Atterberry could have selected San Francisco State, but chose Corban instead because of the caliber of players the program has produced, its success over the past few years, and one major connection to professional soccer.

Lewis became the head coach of the Warriors’ program in 2013 and has since led Corban to four-straight appearances in the NAIA National Championships, three CCC Tournament Titles, and two CCC regular season titles.

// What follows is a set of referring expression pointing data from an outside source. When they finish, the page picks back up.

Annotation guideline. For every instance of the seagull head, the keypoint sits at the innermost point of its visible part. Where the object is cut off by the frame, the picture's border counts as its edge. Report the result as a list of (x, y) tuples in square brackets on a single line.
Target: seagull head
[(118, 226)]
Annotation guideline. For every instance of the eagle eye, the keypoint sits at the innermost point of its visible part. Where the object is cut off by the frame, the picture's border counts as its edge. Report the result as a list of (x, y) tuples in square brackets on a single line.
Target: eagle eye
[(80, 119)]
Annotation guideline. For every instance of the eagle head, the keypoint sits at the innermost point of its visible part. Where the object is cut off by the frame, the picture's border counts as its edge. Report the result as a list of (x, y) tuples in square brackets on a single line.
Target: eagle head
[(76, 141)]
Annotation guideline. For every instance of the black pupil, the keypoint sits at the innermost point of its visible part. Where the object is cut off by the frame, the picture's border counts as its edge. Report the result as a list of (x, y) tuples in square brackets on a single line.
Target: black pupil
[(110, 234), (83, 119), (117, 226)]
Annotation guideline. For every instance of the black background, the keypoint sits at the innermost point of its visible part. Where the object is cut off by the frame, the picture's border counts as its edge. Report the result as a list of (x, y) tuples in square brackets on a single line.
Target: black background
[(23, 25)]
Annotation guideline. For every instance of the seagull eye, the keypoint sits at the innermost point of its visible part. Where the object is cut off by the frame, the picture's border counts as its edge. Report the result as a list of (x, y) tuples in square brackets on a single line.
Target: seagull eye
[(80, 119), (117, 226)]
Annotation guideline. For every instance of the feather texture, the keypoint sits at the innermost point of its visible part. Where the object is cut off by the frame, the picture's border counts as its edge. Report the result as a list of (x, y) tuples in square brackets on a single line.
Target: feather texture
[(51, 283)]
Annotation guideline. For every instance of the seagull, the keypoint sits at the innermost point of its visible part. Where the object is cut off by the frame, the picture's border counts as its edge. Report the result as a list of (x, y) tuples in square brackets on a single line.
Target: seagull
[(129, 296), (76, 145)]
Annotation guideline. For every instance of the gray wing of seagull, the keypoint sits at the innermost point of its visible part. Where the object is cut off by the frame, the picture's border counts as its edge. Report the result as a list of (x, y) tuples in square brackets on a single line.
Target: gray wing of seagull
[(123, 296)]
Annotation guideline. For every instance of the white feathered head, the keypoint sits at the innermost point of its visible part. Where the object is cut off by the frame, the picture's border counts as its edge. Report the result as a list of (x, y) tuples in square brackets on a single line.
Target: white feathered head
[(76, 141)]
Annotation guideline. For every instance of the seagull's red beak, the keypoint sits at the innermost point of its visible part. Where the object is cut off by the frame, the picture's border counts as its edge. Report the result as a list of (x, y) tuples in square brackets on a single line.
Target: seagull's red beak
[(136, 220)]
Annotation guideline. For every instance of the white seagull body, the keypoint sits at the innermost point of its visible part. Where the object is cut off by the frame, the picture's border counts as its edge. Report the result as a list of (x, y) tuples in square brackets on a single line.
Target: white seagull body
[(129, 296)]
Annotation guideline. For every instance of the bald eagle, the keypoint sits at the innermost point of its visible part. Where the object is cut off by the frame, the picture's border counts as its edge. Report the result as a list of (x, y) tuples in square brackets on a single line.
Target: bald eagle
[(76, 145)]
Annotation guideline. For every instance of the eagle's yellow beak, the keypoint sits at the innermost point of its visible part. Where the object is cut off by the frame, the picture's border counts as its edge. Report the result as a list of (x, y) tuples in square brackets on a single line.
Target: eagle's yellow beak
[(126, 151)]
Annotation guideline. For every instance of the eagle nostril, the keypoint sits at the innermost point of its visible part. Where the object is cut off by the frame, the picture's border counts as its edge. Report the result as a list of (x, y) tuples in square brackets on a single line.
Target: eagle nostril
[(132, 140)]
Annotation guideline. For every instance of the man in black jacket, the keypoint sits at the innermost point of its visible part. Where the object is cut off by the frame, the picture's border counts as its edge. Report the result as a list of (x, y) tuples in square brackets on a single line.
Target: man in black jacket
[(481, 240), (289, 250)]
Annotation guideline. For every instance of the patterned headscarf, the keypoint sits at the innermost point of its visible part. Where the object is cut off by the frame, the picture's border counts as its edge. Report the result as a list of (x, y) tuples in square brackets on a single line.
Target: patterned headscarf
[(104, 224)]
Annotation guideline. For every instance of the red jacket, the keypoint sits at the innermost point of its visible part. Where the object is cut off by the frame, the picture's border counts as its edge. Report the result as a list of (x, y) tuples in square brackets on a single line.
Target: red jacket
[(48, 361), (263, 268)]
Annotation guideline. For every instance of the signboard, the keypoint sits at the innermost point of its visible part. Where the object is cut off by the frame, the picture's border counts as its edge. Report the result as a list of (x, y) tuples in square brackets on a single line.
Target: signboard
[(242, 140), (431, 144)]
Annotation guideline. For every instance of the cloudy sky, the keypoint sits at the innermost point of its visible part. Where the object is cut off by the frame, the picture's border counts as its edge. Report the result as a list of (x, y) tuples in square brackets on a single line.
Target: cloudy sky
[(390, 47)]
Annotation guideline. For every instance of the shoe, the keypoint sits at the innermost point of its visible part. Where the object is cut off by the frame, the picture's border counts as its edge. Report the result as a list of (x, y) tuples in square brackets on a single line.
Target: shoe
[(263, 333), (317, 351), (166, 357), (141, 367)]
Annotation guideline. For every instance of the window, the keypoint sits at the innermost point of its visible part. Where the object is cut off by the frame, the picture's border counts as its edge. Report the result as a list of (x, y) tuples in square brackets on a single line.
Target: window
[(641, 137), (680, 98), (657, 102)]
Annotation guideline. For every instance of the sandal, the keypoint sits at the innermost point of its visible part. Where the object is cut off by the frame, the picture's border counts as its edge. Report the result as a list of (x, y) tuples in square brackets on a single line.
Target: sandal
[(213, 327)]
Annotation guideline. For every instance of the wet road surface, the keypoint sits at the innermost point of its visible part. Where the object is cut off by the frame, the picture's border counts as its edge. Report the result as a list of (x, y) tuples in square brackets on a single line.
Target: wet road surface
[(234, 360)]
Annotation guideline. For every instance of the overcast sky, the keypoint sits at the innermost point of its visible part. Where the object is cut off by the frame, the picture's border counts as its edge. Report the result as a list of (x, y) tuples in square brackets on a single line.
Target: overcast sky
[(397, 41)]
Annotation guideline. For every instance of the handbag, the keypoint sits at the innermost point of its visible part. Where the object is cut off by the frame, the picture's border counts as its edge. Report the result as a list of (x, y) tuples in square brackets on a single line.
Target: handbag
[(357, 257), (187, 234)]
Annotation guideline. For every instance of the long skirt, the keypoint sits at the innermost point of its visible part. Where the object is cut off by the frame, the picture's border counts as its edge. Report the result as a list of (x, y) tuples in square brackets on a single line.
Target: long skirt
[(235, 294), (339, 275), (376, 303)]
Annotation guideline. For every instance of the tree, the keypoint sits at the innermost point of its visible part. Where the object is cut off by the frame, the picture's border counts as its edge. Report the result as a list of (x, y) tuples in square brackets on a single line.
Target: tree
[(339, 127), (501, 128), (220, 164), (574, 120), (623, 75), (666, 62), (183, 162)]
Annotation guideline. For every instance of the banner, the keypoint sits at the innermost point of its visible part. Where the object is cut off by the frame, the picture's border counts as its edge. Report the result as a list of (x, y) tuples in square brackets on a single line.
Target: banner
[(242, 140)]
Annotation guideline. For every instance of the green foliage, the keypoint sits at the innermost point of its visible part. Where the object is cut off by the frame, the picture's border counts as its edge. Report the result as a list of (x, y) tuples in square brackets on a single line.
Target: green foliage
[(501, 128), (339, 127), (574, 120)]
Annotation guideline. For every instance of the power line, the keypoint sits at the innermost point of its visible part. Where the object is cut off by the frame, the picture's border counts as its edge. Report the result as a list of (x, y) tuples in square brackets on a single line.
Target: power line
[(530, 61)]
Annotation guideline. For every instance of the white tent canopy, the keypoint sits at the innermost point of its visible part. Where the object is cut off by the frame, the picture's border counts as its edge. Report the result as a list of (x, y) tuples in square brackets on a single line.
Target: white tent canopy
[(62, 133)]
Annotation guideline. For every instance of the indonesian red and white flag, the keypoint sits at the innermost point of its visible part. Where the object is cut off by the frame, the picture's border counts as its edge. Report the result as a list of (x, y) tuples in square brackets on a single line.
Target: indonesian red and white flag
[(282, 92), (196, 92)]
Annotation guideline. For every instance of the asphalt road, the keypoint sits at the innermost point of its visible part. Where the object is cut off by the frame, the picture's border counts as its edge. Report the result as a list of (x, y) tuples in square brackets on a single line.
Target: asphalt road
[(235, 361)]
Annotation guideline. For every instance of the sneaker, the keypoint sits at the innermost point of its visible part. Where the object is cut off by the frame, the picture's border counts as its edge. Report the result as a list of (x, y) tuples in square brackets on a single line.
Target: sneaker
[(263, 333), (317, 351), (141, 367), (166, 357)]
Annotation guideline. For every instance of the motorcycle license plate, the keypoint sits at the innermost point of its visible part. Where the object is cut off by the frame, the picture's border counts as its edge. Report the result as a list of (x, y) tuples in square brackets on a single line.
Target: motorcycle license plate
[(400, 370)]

He also has ties to a Major League Soccer club as the coach of the Portland Timbers’ U-23 team — a developmental program that uses a handful of Corban University players.

“(Corban has) a great coaching staff, and I hope to one day be on that Timbers team,” Atterberry said. “That’s the ultimate goal – get to the professional level.”

Petcu will bring a level of comfort to the transition as he will join Atterberry at Corban next season after the duo inked National Letters of Intent earlier in February.

“I actually moved here from that area, so I’ll be going back home,” Petcu explained. “I’m from Vancouver, Washington, which is very close to (Salem) and Portland and it will be nice to be back near home.”

But before the two can suit up together at the collegiate level, they’ll look to hoist their own section championship hardware in the coming weeks with Folsom High.

“Back-to-back undefeated SFL champions is pretty impressive,” McBride acknowledged. “And even though it’s not their end goal, I’m happy with what these guys have done, and now we move forward, hopefully play well as a team, and if stuff happens, it happens. We’re not unbeatable, but hopefully we can keep things rolling.”

If they win their next four games, they’ll boast a 42-0-4 record in two years with one forfeit, and maybe then coach McBride will say they’re unbeatable.